DAVID PEACE - GB 1984


1974, 1977, 1980, 1983. Cauchemar collectif. Obsession personnelle. Cadavres. Gamines dépecées. Femmes mutilées. Tueur insaisissable. David Peace, surdoué du roman noir, avait disséqué les journaux, revisité chaque détail, retrouvé et interviewé deux détectives impliqués dans l’affaire pour composer les quatre volets du Red Riding Quartet : chronique du Yorkshire des années 80, hanté par la figure symbolique de « l’éventreur », métaphore d’un pays en deuil de lui-même, lessivé par la crise économique – celle de la mine et du textile.
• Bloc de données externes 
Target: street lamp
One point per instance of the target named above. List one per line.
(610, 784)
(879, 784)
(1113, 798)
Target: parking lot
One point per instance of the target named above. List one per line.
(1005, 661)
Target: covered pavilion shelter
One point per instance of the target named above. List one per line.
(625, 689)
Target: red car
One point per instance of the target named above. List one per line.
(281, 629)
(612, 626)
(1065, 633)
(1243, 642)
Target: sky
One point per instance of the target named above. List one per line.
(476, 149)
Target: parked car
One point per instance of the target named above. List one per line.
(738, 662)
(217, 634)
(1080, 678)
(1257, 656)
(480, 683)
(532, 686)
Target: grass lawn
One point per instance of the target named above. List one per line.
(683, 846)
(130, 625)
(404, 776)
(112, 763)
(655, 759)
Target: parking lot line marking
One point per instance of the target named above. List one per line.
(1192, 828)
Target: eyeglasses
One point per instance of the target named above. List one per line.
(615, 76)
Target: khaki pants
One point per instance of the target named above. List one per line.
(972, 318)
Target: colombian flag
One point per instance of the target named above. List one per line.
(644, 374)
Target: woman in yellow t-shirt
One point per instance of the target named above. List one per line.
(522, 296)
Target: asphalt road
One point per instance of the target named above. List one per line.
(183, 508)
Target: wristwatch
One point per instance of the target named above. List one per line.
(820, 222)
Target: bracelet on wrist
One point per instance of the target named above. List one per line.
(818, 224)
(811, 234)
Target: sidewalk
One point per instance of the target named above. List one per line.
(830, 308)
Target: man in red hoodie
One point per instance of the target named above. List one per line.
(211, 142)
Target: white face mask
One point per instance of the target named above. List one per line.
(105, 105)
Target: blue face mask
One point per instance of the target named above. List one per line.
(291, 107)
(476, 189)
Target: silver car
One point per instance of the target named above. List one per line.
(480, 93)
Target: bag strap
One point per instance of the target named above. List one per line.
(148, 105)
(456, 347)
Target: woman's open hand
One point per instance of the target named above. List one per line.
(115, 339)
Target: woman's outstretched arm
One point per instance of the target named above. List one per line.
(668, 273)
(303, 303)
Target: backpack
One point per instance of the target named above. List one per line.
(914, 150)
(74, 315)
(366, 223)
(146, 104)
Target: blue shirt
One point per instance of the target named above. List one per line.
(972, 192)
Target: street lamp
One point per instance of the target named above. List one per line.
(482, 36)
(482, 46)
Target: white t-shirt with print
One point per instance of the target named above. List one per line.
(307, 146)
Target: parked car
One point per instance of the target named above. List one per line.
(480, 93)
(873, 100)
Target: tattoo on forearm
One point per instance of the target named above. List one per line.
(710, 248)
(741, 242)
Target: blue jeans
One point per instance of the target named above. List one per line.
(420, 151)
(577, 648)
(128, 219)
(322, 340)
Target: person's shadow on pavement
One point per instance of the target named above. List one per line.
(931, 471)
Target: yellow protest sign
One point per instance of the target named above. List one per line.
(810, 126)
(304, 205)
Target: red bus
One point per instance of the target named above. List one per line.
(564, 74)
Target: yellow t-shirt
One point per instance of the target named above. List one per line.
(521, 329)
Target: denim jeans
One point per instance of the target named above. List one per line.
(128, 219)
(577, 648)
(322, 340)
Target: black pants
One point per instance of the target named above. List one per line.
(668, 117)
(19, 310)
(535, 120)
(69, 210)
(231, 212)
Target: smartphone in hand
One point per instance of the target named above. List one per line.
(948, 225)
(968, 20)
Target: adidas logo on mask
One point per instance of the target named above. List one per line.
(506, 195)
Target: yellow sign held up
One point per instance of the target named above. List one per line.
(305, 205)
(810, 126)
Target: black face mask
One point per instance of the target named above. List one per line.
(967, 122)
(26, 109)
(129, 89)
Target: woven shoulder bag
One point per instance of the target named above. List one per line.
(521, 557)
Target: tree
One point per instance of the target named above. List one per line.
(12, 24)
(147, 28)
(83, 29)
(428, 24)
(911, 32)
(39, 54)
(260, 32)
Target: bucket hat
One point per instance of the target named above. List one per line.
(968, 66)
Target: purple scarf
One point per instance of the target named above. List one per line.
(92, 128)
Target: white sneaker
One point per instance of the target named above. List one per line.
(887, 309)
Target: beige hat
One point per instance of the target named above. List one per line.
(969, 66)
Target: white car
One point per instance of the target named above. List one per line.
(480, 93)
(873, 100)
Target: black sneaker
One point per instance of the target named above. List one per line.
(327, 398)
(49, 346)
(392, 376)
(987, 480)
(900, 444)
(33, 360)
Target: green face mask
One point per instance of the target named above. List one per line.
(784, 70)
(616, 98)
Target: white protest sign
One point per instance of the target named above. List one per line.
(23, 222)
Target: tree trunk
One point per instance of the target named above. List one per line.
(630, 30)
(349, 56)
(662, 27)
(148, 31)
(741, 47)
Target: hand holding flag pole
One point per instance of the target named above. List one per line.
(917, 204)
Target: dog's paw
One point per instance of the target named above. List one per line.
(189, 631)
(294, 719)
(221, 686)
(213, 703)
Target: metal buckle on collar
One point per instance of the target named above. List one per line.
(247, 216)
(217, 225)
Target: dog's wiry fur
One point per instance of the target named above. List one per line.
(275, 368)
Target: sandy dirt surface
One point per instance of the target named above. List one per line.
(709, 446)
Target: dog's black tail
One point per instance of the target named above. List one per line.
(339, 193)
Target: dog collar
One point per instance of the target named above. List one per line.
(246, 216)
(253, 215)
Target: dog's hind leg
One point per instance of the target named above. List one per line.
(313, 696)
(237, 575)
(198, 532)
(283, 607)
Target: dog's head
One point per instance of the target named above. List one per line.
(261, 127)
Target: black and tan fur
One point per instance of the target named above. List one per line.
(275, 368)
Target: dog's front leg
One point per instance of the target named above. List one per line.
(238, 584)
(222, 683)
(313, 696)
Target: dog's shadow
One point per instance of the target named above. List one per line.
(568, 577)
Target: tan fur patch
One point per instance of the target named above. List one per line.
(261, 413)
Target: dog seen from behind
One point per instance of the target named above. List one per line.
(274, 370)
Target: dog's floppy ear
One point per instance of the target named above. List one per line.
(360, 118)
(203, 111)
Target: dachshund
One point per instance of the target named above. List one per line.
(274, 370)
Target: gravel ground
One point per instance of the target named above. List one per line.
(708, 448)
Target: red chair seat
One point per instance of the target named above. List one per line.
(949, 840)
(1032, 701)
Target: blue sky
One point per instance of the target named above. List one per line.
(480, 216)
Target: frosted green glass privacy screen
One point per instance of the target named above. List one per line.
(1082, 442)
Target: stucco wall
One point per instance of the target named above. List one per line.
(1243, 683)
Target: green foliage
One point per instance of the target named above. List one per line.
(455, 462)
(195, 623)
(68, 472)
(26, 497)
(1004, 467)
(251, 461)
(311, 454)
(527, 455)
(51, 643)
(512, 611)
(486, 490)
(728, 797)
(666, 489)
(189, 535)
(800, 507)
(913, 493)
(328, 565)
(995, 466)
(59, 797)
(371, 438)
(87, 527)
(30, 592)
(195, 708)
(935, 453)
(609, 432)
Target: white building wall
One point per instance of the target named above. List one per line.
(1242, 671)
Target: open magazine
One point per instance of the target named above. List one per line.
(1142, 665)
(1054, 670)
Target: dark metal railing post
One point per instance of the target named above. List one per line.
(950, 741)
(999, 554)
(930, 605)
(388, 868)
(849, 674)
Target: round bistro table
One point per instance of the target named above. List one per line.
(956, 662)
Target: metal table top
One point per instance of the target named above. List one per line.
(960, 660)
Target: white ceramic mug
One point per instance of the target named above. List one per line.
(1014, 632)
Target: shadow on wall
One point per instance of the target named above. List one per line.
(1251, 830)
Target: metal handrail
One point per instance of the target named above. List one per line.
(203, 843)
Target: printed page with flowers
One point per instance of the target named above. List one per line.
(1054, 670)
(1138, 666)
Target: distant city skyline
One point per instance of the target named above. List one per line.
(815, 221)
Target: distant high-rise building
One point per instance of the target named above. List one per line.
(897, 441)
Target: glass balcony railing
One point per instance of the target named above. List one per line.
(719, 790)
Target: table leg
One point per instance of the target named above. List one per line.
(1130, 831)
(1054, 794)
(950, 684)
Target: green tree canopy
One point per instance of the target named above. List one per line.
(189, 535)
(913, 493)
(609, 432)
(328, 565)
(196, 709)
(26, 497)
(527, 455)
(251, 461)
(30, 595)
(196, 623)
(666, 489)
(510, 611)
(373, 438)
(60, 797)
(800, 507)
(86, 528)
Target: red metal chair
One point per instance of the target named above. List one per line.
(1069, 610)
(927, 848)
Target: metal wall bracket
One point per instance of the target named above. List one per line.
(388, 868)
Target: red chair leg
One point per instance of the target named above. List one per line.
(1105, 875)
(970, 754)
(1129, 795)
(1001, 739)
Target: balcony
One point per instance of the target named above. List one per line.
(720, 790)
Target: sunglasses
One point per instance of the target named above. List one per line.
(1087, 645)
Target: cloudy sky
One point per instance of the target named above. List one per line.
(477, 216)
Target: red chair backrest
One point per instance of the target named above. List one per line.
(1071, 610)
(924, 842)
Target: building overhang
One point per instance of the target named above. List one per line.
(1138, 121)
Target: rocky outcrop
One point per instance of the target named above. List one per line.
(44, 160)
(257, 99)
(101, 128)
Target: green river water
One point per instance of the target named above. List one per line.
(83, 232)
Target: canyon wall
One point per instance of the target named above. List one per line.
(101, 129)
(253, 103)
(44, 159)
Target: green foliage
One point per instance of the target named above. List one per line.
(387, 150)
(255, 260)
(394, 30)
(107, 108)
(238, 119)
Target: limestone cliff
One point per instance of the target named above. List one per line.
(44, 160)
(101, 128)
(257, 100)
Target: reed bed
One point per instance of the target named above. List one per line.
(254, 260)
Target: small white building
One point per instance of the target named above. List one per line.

La mine justement, David Peace y revient dans ce GB 84 qui pourrait être la suite des précédents, le cinquième épisode de cette histoire de régression sociale et culturelle. Peace y raconte par le menu la grande grève des mineurs britanniques brisée par Margaret Thatcher avec la violence que l’on sait. Omniprésence policière, brutalité de la répression, manipulations, infiltrations, campagnes de presse. Avec le même souci de la précision documentaire, du détail et de l’angle juste. La même structure éclatée, véhémente, polyphonique. Les mêmes phrases syncopées, la même brutalité des mots et du propos, le même bombardement des images et des situations. C’est le chaos que Peace veut montrer, le récit hallucinatoire d’une guerre civile qui se terminera sur la défaite des syndicats et l’avènement d’une société dominée par l’idéologie libérale. Il y réussit à la perfection, laissant son lecteur « sonné » par ce texte virtuose, sans doute son chef-d’œuvre à ce jour.

Michel Abescat.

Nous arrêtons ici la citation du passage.